Christopher Turk

S 1965 - 1969

Here is the story promised about my memory of my first away fixture in the Colts Team against Monmouth School, and subsequent 1st XV fixtures against Monmouth.

 

A Match and a Player to Remember.

It was the 8th October 1966 and much training work had been put in prior to the first school rugby fixture of the season against Monmouth School.  This was my first away match for the Colts Team and we were travelling down to Monmouth with the 1st XV Team.  Don Rutherford, who was the Head Coach for Rugby at Wycliffe was also travelling with both teams.  For those not at Wycliffe during this era, Don played full-back for Gloucester and England, also played for the British Lions and the Barbarians, and then when he left Wycliffe in 1968, went on to be Director of Rugby at Twickenham from 1969 to 1999.  He was, in my opinion an outstanding coach and dedicated most of his life to rugby.

At Monmouth it was a lovely day for rugby.  Monmouth School’s rugby pitches are in a stunning location on the bank of the River Wye.  The Colts Teams kicked off first and we had a bruising encounter, and finished with a win of 14-8.  Our final whistle coincided with half-time in the First XV match.  So we wandered over to support the First Team for the second half.  The two packs were very evenly matched, but every time Monmouth won the ball and passed it to their inside centre, he performed 3 or 4 sidesteps, coupled with very powerful running, and touched the ball down, generally close to the posts.  The final score in this large win for Monmouth was 24 – 3 (this was when tries were only 3 points).

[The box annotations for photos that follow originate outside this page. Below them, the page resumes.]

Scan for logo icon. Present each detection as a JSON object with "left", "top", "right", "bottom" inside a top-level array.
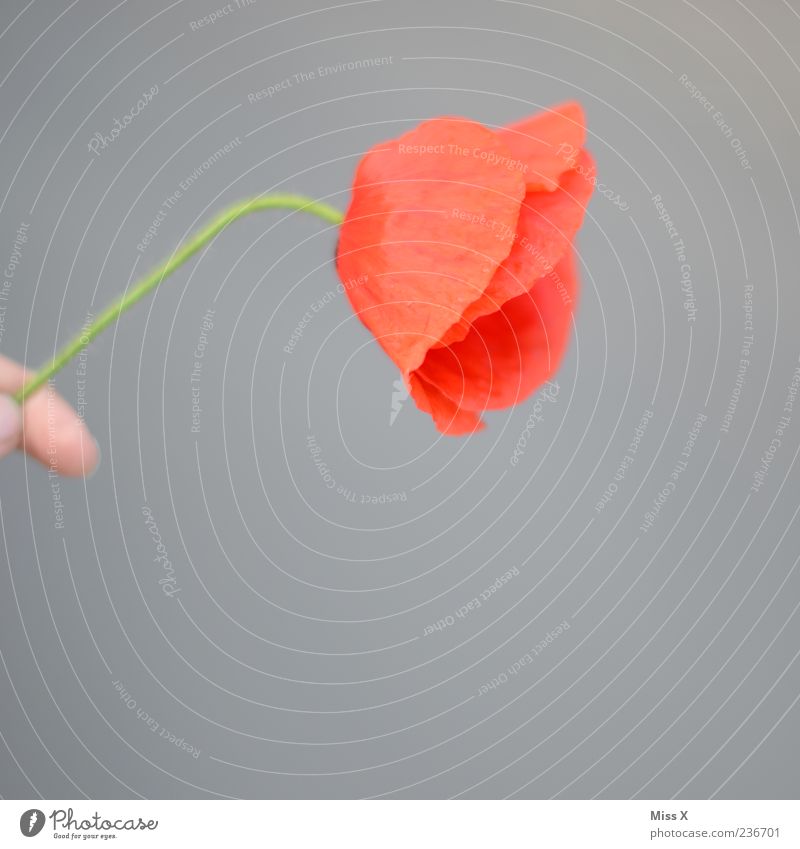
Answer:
[
  {"left": 389, "top": 378, "right": 408, "bottom": 427},
  {"left": 19, "top": 808, "right": 45, "bottom": 837}
]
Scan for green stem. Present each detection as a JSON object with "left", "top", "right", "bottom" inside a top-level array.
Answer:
[{"left": 14, "top": 194, "right": 344, "bottom": 404}]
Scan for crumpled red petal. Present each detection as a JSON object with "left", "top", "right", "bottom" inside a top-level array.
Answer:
[
  {"left": 408, "top": 372, "right": 486, "bottom": 436},
  {"left": 437, "top": 151, "right": 595, "bottom": 347},
  {"left": 414, "top": 250, "right": 578, "bottom": 410},
  {"left": 497, "top": 101, "right": 586, "bottom": 191},
  {"left": 337, "top": 118, "right": 525, "bottom": 375}
]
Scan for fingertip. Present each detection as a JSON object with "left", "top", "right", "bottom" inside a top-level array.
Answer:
[{"left": 0, "top": 395, "right": 22, "bottom": 457}]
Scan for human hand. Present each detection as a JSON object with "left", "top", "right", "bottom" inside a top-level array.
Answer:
[{"left": 0, "top": 355, "right": 100, "bottom": 477}]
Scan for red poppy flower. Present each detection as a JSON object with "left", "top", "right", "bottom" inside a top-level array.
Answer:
[{"left": 337, "top": 103, "right": 594, "bottom": 435}]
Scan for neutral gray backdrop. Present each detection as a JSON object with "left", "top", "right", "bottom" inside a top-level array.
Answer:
[{"left": 0, "top": 0, "right": 800, "bottom": 798}]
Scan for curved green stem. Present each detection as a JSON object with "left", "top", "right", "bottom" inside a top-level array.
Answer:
[{"left": 14, "top": 194, "right": 344, "bottom": 404}]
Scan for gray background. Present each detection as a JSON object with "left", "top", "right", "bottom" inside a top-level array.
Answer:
[{"left": 0, "top": 0, "right": 800, "bottom": 798}]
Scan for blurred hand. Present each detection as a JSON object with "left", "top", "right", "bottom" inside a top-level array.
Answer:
[{"left": 0, "top": 355, "right": 100, "bottom": 476}]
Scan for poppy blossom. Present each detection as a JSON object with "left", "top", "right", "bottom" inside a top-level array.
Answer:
[{"left": 337, "top": 103, "right": 595, "bottom": 435}]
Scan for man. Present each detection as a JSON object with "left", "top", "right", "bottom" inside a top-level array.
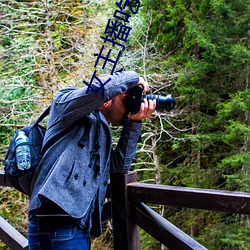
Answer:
[{"left": 28, "top": 71, "right": 156, "bottom": 250}]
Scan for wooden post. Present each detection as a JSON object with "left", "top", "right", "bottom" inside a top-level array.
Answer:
[{"left": 110, "top": 172, "right": 140, "bottom": 250}]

There were some very long faces in the Wycliffe 1st XV.  About a month of hard training, only to be trounced in the second match of the season.  In the changing room, one of the 1st Team said to Don Rutherford “That inside centre was good wasn’t he Sir”.  Don replied “He was good, but nothing special, he will probably get lost when he leaves school and starts in club rugby.”  Well that was Keith Jarrett, who left Monmouth School in December that year, and on 15 April the next year, he was selected to play fullback for Wales in their 34 – 21 defeat of England.  Keith Jarrett’s tally on the day was 19 points, equalling the welsh all-time record for test rugby set in 1910 by an earlier welsh fullback, Jack Bancroft.  Fortunately for England, Keith Jarrett “went North” to play rugby league for Barrow soon after that outstanding performance for Wales in 1967.

Although the England defeat on 15 April 1967 was painful for me and fellow England Supporters, I did learn something on that day, and that was that sometimes, just sometimes School Masters, even Wycliffe School Masters, can be wrong.

Setting the Wycliffe/Monmouth Record Straight.

In 1967 (my first year in the 1st XV) we took on Monmouth at the Berryfield on a fine early Autumn day.  Fortunately Keith Jarrett had left, but Monmouth still had the same competent, mature fly half who controlled much of the game.  We had a cracking, close game of rugby, but lost 8-9.  This was a very good year for the Wycliffe 1st XV captained by Archie Barber.  We won 7 of our 12 fixtures, which hadn’t been achieved since 1961.  Don Rutherford (this was his last season as Wycliffe Rugby Coach) stated in the Star that our best performance was definitely kept to last, when we beat Cardiff High School 13-11 on a very wet afternoon at the Berryfield.  The lead changed hands 4 times, which led Don to remark in the Star “Everyone who had the good fortune to see this game saw one of the finest school performances in years.  Just ask Mr Paine!”

In 1968 (my final season in the 1st XV at Wycliffe), we again went down to Monmouth for the first school match of the season on 5 October, with Mark Binns as Captain and Keith Richardson as the new Wycliffe Rugby Coach.  After a hard fought game we finished up with an 11 – 10 win.  The whole team played well that day, but special praise to our scrum half, David Gwilliam, who ran in 2 great tries from our own half.  For both tries he picked up the ball from the base of loose scrums, broke on the blind side, wrong footed the blindside winger and was gone.  That’s what you get when you play a competent sprinter with a brain at scrum half.  I read in the Wycliffe Star later that this was the first victory for Wycliffe over Monmouth School since 1953, which was 1 year after I was born.  It certainly was a great day.